Doesn’t that actually imply that there wasn’t enough sensationalism and that our methods, while attributing some non-Covid deaths to Covid, were actually missing many more Covid deaths?

I don’t get the leap from “we misattributed some non-Covid deaths to Covid” in an environment that had even more deaths that our supposed overcount as evidence that we overreacted.


So you're saying 'net net', you think the COVID mortality is undercounted? If I had to bet something valuable, I'd take the other side. That's just what seems most probable to me, based on the evidence I cited.

Another plausible explanation to excess mortality differences is that lockdowns and other measures caused people to engage in behaviors that increased mortality, from putting off necessary medical visits to exacerbated mental health due to social isolation or financial stress.

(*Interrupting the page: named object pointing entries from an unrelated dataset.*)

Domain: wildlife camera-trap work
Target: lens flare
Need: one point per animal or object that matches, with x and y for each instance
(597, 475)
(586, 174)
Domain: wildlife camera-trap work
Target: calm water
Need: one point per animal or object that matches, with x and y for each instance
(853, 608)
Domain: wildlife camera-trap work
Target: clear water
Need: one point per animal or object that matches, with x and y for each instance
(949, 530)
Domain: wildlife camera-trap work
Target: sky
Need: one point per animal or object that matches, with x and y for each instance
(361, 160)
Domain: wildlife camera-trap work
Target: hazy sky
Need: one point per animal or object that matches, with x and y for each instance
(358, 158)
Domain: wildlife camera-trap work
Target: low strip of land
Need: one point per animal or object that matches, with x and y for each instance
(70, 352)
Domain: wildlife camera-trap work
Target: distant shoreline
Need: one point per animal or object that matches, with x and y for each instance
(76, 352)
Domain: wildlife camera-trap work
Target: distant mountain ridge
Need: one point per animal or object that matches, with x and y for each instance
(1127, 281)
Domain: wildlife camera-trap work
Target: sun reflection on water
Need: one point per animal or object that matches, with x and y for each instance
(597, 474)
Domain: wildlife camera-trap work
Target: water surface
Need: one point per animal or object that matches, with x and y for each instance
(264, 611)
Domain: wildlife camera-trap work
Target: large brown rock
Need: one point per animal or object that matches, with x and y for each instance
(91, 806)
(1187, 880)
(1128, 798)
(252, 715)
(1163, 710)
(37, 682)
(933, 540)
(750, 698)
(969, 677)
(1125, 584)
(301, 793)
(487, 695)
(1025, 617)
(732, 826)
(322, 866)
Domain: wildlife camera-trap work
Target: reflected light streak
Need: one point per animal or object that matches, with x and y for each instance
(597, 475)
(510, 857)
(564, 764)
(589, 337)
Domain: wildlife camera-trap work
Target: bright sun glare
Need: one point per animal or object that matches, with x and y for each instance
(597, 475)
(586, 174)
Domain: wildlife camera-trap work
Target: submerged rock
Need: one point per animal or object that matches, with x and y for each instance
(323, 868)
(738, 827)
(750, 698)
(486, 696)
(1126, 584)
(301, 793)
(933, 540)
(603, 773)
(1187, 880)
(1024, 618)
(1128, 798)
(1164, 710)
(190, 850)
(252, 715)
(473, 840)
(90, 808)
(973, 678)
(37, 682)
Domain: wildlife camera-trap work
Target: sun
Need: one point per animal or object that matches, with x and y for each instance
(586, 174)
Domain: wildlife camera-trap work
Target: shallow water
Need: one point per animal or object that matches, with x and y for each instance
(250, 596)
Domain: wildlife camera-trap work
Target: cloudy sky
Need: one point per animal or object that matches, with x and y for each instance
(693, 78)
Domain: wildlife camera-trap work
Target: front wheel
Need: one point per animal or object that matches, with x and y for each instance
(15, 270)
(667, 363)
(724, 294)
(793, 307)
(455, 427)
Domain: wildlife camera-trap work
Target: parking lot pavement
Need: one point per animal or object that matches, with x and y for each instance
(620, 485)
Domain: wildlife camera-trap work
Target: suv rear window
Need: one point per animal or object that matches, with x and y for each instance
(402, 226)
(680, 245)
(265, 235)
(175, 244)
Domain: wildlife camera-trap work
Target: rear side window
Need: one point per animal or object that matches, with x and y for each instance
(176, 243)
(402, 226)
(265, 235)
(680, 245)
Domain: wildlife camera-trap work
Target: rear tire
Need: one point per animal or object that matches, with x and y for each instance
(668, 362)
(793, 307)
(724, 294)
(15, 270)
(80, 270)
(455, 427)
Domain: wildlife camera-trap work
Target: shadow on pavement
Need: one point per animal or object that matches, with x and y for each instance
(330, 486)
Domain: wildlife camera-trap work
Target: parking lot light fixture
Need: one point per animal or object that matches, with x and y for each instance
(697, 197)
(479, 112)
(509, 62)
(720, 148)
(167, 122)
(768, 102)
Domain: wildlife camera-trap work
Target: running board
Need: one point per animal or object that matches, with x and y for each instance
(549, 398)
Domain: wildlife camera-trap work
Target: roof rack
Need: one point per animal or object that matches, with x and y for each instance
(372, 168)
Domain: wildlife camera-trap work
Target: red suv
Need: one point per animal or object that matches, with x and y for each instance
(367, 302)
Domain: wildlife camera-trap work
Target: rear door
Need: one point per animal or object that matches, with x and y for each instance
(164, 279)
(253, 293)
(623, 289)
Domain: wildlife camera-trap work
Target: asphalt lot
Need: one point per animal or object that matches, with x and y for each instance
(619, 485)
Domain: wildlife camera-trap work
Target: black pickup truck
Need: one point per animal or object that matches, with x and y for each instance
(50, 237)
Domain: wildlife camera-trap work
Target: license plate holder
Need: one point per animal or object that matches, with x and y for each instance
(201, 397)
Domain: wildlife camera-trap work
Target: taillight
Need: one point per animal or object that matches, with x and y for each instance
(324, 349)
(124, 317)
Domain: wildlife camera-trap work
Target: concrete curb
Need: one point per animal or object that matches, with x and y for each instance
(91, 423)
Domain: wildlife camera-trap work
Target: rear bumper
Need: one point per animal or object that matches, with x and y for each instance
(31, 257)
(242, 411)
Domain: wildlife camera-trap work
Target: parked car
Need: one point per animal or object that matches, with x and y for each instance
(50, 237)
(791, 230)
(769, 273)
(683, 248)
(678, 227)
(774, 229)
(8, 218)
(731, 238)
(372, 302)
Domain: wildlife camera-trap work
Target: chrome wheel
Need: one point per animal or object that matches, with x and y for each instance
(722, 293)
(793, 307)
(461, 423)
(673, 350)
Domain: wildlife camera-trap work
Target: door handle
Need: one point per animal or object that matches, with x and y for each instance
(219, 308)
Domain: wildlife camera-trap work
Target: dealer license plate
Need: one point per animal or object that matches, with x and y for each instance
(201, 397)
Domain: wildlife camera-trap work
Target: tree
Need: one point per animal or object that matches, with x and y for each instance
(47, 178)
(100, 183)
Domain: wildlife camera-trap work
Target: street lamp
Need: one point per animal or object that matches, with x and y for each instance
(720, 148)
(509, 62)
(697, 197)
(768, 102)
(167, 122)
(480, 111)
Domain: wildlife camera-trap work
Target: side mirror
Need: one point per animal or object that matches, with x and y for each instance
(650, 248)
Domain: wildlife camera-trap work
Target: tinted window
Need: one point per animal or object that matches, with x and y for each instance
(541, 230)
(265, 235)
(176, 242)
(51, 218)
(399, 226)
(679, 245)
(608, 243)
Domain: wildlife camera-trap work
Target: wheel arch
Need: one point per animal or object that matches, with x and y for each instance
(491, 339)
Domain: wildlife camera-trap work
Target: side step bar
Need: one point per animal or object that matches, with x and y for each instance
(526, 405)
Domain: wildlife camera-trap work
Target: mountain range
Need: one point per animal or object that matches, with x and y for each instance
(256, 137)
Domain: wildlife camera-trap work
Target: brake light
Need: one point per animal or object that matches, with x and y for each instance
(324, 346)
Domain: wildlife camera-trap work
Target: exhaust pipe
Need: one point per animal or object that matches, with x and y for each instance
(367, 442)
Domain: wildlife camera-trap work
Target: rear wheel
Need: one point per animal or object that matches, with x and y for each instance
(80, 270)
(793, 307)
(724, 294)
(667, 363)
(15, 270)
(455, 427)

It's completely unreasonable to look (for example) at the situation in Brazil and question the enormous death toll of COVID-19.


It isn't as crazy as you might think depending on how far you want to take it. My charitable interpretation of the comment you're replying to is that they believe COVID is real and does cause deaths, but that the number of deaths is not as high as what is claimed.

As an example of why that isn't "crazy", consider that recently a major Bay Area county in CA revised their COVID counts downward by 25% (https://www.foxnews.com/health/california-county-cuts-covid-...) because they had previously included deaths of anyone infected with the virus, regardless of whether the virus was a direct or contributing cause to the death. This is in a state that took the pandemic very seriously, had lots of governmental organization around it, and 'believes in science'.

People have been raising concerns about how deaths are counted throughout the pandemic, but they've largely been ignored, despite it being a legitimate line of questioning. They were always told "there are standards", which isn't really a convincing argument, given that there have been a non-zero number of proven instances of over-counting. You could argue that excess mortality is the metric we should look at, and that may be appropriate in some countries where such data collection is rigorous. But the way excess mortality is tracked is also inconsistent between different nations, and outright non-existent in most nations.


No, it's still crazy. Data quality is the reason I only stuck to the US figures.

The "Official" death count due to covid in the US so far is 586,000. Excess mortality indicates 680,000.

Believing that "the real" number is somewhere substantially below that is not "skeptical" it's just silly.